Majorization between symplectic spectra of positive semidefinite matrices
Temjensangba, Hemant K. Mishra, Niloy Paul
TL;DR
This work develops symplectic analogues of classical majorization–eigenvalue relations for real PSD matrices with symplectic kernels. It proves that $d(A) \prec d(B)$ implies $A$ lies in the convex hull of the symplectic orbit of $B$, and that a weak converse holds: membership in the hull implies $d(A) \prec^w d(B)$. The results are obtained by weaving together majorization theory, doubly stochastic/superstochastic connections, and symplectic structure via Williamson diagonalization, symplectic direct sums, and pinching, yielding several concrete corollaries for diagonal and block-structured cases.
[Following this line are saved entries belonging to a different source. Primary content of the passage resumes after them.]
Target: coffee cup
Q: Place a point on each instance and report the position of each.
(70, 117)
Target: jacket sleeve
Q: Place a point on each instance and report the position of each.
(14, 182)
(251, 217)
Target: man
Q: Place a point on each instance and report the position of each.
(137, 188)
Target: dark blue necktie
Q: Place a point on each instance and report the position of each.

The findings extend Schur–Horn-type insights to the symplectic setting and have potential implications for bosonic Gaussian quantum information and Hamiltonian dynamics by clarifying how symplectic spectra constrain operator orbits.
Abstract
Given $2n \times 2n$ real symmetric positive semidefinite matrix $A$ with symplectic kernel, there exists a real $2n \times 2n$ \emph{symplectic matrix} $M$ such that $M^TAM= D \oplus D$, where $D$ is an $n \times n$ non-negative diagonal matrix which is unique up to permutation of its diagonal entries. The diagonal entries of $D$ are called the \emph{symplectic eigenvalues} or symplectic spectrum of $A$. In this work, we investigate some majorization and weak supermajorization relations between the symplectic spectra of two positive semidefinite matrices. More explicitly, suppose $A$ and $B$ are $2n \times 2n$ real symmetric positive semidefinite matrices with symplectic kernels. We show that if the symplectic spectrum of $A$ is majorized by the symplectic spectrum of $B$, then $A$ lies in the convex hull of the symplectic orbit of $B$. We also establish that only a weak converse of this statement holds; i.e., if $A$ lies in the convex hull of the symplectic orbit of $B$ then the symplectic spectrum of $A$ is \emph{weakly supermajorized} by the symplectic spectrum of $B$. Several consequences of our results are also presented. Our methods make use of well-known connections between the theory of majorization, doubly stochastic, doubly superstochastic, and symplectic matrices.